Read the Car Hood Ornaments blog at Super Street Online Magazine for the latest Car Hood Ornaments news, articles, information, photos, and more. ... Read full blog ...blogs.superstreetonline.com/2/692/car-hood-ornaments/index.h...

- For other uses of the term, see: Ornament
- Arabian
- Aztec
- Byzantine
- Celtic
- Chinese
- French Renaissance
- German Renaissance
- Indian
- Persian
- Italian Renaissance
- Japanese
- Middle Ages
- Moorish
- Pompeian
- Turkish
In architecture, ornament is a decorative detail used to embellish parts of a building or interior furnishing. Ornament can be carved from stone, wood or precious metals, formed with plaster or clay, or impressed onto a surface as applied ornament. A wide variety of decorative styles and motifs have been developed for architecture and the applied arts, including ceramics, furniture, metalwork and textiles.
In a 1941 essay, the architectural historian Sir John Summerson called it "surface modulation". Decoration and ornament has been evident in civilizations since the beginning of recorded history, ranging from Ancient Egyptian architecture to the apparent lack of ornament of 20th century Modernist architecture.
Cultural heritage
Styles of ornamentation can be studied in reference to the specific culture which developed unique forms of decoration, or modified ornament from other cultures. The Ancient Egyptian culture is the first recorded civilization to add decoration to their buildings. Their ornament takes the forms of the natural world in that climate, decorating the capitals of columns and walls with images of papyrus and palm trees. Assyrian culture produced ornament which shows influence from Egyptian sources and a number of original themes, including figures of plants and animals of the region.
Ancient Greek civilization created many new forms of ornament, with regional variations from Doric, Ionic, and Corinthian groups. The Romans Latinized the pure forms of the Greek ornament and adapted the forms to every purpose.

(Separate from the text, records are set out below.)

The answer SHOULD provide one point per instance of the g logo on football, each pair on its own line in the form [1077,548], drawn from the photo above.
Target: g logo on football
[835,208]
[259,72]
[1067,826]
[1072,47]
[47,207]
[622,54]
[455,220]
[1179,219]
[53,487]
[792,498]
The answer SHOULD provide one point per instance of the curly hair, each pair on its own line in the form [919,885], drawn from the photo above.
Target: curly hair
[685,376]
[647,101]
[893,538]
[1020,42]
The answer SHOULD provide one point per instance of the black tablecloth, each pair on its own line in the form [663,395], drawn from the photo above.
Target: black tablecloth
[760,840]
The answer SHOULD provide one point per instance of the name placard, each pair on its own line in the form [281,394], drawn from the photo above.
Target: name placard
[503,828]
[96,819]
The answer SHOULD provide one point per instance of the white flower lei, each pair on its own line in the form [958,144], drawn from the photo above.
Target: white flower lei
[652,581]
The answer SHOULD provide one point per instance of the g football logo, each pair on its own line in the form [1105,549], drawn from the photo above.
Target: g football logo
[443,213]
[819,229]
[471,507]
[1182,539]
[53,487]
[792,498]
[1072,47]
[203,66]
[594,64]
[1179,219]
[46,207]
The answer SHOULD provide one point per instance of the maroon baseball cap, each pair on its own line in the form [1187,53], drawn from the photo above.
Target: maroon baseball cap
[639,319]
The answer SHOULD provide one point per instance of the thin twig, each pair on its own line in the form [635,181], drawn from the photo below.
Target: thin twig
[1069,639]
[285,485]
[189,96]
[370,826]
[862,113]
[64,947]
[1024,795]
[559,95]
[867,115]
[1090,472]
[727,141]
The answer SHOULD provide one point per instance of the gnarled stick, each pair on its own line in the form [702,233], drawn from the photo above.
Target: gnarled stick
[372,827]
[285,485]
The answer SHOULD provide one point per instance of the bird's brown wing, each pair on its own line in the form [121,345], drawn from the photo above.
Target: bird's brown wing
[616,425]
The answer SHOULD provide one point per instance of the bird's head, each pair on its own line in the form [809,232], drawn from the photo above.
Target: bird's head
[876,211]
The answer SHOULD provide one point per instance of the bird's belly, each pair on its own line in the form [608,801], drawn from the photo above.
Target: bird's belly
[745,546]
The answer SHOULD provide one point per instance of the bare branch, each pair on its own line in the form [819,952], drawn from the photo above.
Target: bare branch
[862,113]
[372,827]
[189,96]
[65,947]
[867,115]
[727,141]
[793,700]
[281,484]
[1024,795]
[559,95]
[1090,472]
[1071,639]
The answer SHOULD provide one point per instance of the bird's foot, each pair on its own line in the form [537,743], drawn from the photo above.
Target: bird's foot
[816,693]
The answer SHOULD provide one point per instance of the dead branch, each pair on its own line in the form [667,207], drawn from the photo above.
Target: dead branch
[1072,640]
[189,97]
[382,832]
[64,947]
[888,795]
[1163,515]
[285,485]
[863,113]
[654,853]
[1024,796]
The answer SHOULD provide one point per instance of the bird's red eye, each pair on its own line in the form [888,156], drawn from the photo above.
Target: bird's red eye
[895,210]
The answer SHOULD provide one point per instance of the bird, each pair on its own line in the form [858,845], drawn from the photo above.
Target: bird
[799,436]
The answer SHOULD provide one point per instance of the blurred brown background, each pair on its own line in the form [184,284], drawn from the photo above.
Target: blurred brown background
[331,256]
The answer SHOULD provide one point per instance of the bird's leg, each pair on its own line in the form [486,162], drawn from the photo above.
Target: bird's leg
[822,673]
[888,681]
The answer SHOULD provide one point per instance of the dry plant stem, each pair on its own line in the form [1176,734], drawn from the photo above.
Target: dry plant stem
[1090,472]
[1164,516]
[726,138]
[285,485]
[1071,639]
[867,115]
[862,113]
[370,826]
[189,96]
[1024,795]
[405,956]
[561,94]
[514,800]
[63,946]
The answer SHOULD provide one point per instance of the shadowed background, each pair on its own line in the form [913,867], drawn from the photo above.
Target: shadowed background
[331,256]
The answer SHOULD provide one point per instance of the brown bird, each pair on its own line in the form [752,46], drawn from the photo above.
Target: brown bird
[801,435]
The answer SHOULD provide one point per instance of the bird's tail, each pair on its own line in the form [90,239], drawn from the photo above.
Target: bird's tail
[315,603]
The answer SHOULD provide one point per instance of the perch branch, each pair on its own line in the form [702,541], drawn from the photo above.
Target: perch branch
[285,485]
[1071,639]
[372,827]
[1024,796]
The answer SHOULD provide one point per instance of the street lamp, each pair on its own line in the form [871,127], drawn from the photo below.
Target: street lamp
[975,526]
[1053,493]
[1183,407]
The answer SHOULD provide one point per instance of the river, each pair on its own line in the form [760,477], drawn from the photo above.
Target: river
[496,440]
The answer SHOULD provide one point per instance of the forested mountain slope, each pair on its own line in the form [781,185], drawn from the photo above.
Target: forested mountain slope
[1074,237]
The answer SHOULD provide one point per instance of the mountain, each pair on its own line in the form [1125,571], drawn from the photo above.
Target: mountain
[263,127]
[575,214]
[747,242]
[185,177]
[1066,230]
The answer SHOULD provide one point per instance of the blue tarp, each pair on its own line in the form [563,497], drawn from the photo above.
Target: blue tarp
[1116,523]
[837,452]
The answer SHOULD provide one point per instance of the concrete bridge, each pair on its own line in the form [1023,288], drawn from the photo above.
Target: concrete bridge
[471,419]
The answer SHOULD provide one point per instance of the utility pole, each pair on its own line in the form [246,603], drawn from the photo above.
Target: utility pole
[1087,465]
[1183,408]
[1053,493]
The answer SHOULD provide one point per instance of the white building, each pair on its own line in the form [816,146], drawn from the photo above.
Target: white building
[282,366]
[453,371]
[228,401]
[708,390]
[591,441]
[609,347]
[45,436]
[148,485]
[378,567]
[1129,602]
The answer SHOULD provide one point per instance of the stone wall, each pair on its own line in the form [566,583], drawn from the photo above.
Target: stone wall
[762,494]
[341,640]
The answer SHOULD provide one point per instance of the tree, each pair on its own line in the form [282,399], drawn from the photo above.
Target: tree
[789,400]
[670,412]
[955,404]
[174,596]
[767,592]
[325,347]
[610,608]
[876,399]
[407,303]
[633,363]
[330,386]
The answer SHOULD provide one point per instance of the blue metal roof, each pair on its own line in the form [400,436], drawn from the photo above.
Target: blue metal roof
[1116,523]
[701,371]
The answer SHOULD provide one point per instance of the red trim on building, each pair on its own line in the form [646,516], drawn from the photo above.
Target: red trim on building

Other ornamental styles are associated with these cultures:
Pattern Books


During the 19th century, the acceptable use of ornament, and its precise definition became the source of aesthetic controversy in academic Western architecture, as architects and their critics searched for a suitable style. "The great question is," Thomas Leverton Donaldson asked in 1847, "are we to have an architecture of our period, a distinct, individual, palpable style of the 19th century?" . In 1849, when Matthew Digby Wyatt viewed the French Industrial Exposition set up on the Champs-Elysées in Paris, he disapproved in recognizably modern terms of the plaster ornaments in faux-bronze and faux woodgrain:
Both internally and externally there is a good deal of tasteless and unprofitable ornament... If each simple material had been allowed to tell its own tale, and the lines of the construction so arranged as to conduce to a sentiment of grandeur, the qualities of "power" and "truth," which its enormous extent must have necessarily ensured, could have scarcely fail to excite admiration, and that at a very considerable saving of expense.Contacts with other cultures through colonialism and the new discoveries of archaeology expanded the repertory of ornament available to revivalists. After about 1880, photography made details of ornament even more widely available than prints had done.